Im Laufe der Woche erreichte die Photovoltaikenergieproduktion in Deutschland und Portugal Allzeitrekorde für einen Augusttag. Am 10. August verzeichnete Portugal mit 34 GWh die höchste Produktion für einen Tag in diesem Monat. Deutschland stellte seinen Rekord am 12. August mit 491 GWh auf. Spanien und Frankreich verzeichneten ihrerseits die zweithöchste Photovoltaikenergieproduktion ihrer Geschichte für einen Augusttag. Spanien erreichte am 11. August 275 GWh, während Frankreich am 13. August 175 GWh registrierte.
Für die Woche ab dem 17. August deuten die Solarenergieprognosen von AleaSoft Energy Forecasting darauf hin, dass die Produktion auf dem spanischen Markt steigen und auf dem deutschen und italienischen Markt sinken wird.
In der zweiten Augustwoche stieg die Windenergieproduktion auf dem italienischen Markt im Vergleich zur Vorwoche um 29%, nachdem sie zwei Wochen in Folge zurückgegangen war. Im Gegensatz dazu sank die Windenergieproduktion auf den Märkten der Iberischen Halbinsel sowie in Deutschland und Frankreich. Portugal verzeichnete mit 19% den stärksten Rückgang, gefolgt von Deutschland mit 16% und Frankreich mit 15%. In Spanien sank die Windenergieproduktion um 11% und ging damit die dritte Woche in Folge zurück.
Für die Woche ab dem 17. August weisen die Windenergieprognosen von AleaSoft Energy Forecasting auf einen Produktionsanstieg in allen analysierten Märkten hin.
Stromnachfrage
In der Woche ab dem 10. August ging die Stromnachfrage in den meisten der wichtigsten europäischen Strommärkte im Vergleich zur Vorwoche zurück. Italien verzeichnete mit 13% den stärksten Rückgang, gefolgt von Portugal mit 2,8% und Spanien mit 2,3%. Deutschland registrierte mit 0,9% den geringsten Rückgang. Der deutsche, der italienische und der portugiesische Markt verzeichneten die zweite Woche in Folge Rückgänge, während der spanische Markt die vierte Woche in Folge sank. Im Gegensatz dazu stieg die Nachfrage auf dem britischen, belgischen und französischen Markt. Großbritannien verzeichnete mit 6,8% den stärksten Anstieg, gefolgt von Belgien mit 5,3% und Frankreich mit 1,2%. In Belgien war es die dritte Woche in Folge mit Zuwächsen.

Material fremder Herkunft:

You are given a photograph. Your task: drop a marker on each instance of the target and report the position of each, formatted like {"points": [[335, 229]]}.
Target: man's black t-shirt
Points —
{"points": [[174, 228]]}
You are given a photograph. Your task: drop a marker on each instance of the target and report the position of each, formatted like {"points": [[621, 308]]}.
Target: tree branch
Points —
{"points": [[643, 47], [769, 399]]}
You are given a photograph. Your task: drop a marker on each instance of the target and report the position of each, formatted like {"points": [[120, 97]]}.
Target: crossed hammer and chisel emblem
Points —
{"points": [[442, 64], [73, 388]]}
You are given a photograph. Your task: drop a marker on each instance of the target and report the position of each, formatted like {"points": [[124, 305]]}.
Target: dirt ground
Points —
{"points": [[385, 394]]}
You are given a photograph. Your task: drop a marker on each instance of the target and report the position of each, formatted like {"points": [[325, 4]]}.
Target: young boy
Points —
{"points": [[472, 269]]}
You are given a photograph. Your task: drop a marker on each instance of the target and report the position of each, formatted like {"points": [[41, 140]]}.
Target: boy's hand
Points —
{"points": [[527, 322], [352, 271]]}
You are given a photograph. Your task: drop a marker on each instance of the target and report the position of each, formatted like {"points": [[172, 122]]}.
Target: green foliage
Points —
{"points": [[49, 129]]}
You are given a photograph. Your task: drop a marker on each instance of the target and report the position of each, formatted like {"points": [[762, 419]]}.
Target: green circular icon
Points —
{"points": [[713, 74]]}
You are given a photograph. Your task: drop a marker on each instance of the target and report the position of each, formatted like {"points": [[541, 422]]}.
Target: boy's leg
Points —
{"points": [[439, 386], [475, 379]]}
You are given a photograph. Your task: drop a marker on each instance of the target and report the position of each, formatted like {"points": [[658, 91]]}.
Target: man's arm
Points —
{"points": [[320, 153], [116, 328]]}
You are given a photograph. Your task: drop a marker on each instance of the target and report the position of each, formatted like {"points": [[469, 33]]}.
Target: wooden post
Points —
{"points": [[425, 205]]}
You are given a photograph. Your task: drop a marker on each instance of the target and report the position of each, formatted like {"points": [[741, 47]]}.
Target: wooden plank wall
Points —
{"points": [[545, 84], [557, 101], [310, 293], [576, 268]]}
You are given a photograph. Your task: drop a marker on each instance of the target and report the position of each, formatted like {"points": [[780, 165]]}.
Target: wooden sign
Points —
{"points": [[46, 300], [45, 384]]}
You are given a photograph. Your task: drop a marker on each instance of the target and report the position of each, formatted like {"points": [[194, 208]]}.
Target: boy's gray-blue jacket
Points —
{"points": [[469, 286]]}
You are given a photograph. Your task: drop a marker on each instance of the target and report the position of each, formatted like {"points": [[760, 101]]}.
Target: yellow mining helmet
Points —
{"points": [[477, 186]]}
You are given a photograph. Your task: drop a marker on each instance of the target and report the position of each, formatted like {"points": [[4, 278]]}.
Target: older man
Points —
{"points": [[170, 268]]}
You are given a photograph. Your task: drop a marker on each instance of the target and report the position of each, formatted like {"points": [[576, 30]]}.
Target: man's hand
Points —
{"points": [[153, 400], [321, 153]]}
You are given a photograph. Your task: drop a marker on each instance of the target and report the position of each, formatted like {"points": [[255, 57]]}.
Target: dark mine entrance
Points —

Im Laufe der Woche stiegen die Durchschnittstemperaturen in den meisten der von AleaSoft Energy Forecasting analysierten Märkte. Großbritannien verzeichnete mit 2,2°C den stärksten Anstieg, gefolgt von Frankreich mit 1,5°C und Belgien mit 0,6°C. In Spanien und Portugal stiegen die Durchschnittstemperaturen um 0,3°C. Im Gegensatz dazu sanken sie in Deutschland um 0,5°C und in Italien um 0,3°C.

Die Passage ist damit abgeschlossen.